Sunday, February 21, 2016

An Open Letter to My Friends

I have many friends who all come from many parts of my life: childhood friends, school friends, friends whose friendship I hadn’t earned in high school but whom I learned to cherish in recent years, friends from my first college and my “sisters,” friends from my second college, friends from my life after college, friends from my “mommy” life, friends from my after-first-marriage life, friends through diabetes, friends who come from Todd, friends I’ve made since I’ve remarried, restaurant friends, and friends who are family (hopefully I haven’t left anyone out).

I cherish the many friendships I have found and kept. What is wonderful about all of my friends is the diversity I have among them… white, black, biracial, gay, lesbian, Asian, Indian, interracial couples, unconventional relationships, liberals, conservatives, Catholics, Christians, Jews, psychics, big families, small families, obnoxious loudmouths, quiet lurkers ….. these I cherish because through our differences we learn so much from each other. I value all of your opinions, and … being the Gemini I am… I see two sides to every coin (usually more – which sounds a bit mentally unstable, but you get the point).

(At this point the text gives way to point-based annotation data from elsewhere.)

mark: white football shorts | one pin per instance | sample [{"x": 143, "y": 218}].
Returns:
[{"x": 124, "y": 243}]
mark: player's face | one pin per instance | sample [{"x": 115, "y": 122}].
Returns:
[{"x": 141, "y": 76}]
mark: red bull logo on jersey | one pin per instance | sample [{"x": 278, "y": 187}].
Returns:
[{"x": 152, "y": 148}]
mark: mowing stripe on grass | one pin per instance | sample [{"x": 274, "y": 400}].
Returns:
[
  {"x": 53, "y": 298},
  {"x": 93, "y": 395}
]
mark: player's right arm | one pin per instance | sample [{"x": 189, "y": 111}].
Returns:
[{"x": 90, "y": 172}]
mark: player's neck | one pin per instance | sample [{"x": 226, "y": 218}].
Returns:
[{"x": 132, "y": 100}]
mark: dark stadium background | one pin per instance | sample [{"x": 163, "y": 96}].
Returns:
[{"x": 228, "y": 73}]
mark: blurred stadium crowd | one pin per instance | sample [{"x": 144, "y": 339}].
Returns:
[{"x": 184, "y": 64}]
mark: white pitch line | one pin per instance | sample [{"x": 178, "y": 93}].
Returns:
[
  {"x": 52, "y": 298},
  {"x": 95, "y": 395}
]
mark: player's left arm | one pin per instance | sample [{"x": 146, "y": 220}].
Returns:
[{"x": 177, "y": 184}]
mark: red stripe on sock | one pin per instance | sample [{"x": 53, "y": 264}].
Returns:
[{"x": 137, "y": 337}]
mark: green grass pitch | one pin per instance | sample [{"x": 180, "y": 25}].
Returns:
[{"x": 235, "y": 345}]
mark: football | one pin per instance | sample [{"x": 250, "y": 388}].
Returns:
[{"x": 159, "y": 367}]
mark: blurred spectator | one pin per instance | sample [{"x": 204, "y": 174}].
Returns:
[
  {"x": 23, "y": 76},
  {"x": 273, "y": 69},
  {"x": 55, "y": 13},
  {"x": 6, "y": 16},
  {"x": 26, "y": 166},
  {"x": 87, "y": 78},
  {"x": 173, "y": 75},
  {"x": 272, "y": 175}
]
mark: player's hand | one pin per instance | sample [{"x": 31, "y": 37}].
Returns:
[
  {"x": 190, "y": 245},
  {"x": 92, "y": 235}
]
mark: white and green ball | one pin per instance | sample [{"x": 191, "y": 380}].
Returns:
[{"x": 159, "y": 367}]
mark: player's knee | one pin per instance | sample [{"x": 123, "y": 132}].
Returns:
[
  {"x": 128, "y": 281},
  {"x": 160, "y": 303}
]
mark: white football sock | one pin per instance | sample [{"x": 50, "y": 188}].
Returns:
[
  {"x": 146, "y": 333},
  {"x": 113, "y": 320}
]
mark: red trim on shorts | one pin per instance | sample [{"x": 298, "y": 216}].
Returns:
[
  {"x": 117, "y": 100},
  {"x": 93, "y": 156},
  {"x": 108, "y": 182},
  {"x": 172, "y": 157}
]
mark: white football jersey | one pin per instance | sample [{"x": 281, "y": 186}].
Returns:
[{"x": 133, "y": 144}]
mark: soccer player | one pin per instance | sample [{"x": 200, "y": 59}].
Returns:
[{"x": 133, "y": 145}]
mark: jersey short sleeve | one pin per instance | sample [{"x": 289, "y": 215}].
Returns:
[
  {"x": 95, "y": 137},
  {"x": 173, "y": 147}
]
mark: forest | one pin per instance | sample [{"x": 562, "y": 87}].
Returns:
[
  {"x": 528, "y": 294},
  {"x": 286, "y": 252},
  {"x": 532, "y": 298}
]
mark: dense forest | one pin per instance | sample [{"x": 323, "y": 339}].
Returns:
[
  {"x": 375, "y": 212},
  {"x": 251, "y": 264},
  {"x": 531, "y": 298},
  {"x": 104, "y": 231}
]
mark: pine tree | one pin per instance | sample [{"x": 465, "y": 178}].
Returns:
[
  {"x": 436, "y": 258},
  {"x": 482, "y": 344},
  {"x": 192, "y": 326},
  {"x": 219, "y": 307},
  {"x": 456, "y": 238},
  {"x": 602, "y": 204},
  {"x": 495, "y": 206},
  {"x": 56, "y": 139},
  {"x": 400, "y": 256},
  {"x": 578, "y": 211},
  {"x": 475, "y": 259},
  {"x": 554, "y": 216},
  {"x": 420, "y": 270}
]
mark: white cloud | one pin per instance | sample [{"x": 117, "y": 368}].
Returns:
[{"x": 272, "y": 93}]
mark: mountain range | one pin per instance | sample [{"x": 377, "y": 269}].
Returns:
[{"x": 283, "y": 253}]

I accept that we all have our own views of the world, our own views of what’s right – and what’s wrong. I accept that our opinions may differ. I see your public statements that affirm where you stand on moral and political issues. I accept them. I may not agree with them, but I accept that those are your opinions and you are entitled to them. 

I have always believed that I was entitled to my own – and that I could voice them as I chose to and you, my friends, would either accept them or you wouldn’t. Some of you have challenged me. And that’s okay too. I’ve posted things and then saw that “so-and-so” commented and I thought, oh God, here we go. But I know it’s a fair exchange of conversation, and in the end we’ll still be friends. Because our differing opinions may divide us, but they will not conquer.

One of my very best friends, whom I would walk across fire for – she’s on the opposite end of the political fence… and guess what? She’s still one of my most cherished friends. Another friend has been married for nearly 20 years to a man who belongs to the <<gasp>> other party. My in-laws didn’t vote for my candidate last time. So WHAT?

I have seen posts that offend me. I have seen posts I don’t agree with. But – I have never once called anyone out on them.  (There's this new thing - it's called scrolling.) I never once considered “unfriending” anyone – based on a post or the simple fact that I disagreed with a position. I never invited people to unfriend me if they had a different opinion. That’s kinda harsh, in my humble opinion.

This is what makes friendships RICH. And GREAT.  How boring our lives would be if we were all the same. Something along the way made us friends. And something as stupid as an opinion, even – and I’m going out on a fragile limb here – something as silly as politics – shouldn’t change our friendship. The banter that arises from it – the lessons – are supposed to teach us tolerance and understanding and with an open mind we might just see things differently than we expected. This is what I teach my children. Tolerance.

I don’t expect us all to agree. I don’t want us all to agree. But – for the love of shit – can’t we all just agree to disagree? Without insulting one another?

I’m really disappointed today. I was in a position of being attacked and morally dissected by a complete stranger a few months ago, and it put me in a guarded place. I have had friend requests from people I didn’t know and had to really think about before allowing into even my online life. I spent part of a morning deleting new friends in the diabetes community in a move of self-preservation. Over the past week, I’ve had a series of bad news. I thought about logging out of Facebook, to avoid any more blows, because emotionally I’m spent. But – like an addict - I can’t turn it off. But it is getting ever so easy to consider, given the present temperature of politics.

Dear friends, I am friends with you because of who you are – not because of who you vote for. I don’t care if you vote for Donald, or Ted, Hillary, or Bernie, or fucking Mickey Mouse. And guess what? Before I start singing happy campfire songs – I don’t care if you voted for Obama or not – it doesn’t matter if I did or not – I still think it’s pretty shitty to call our sitting president an asshole. And even shittier to call a friend as much for making a casual statement you disagree with. It makes me question how much you value me.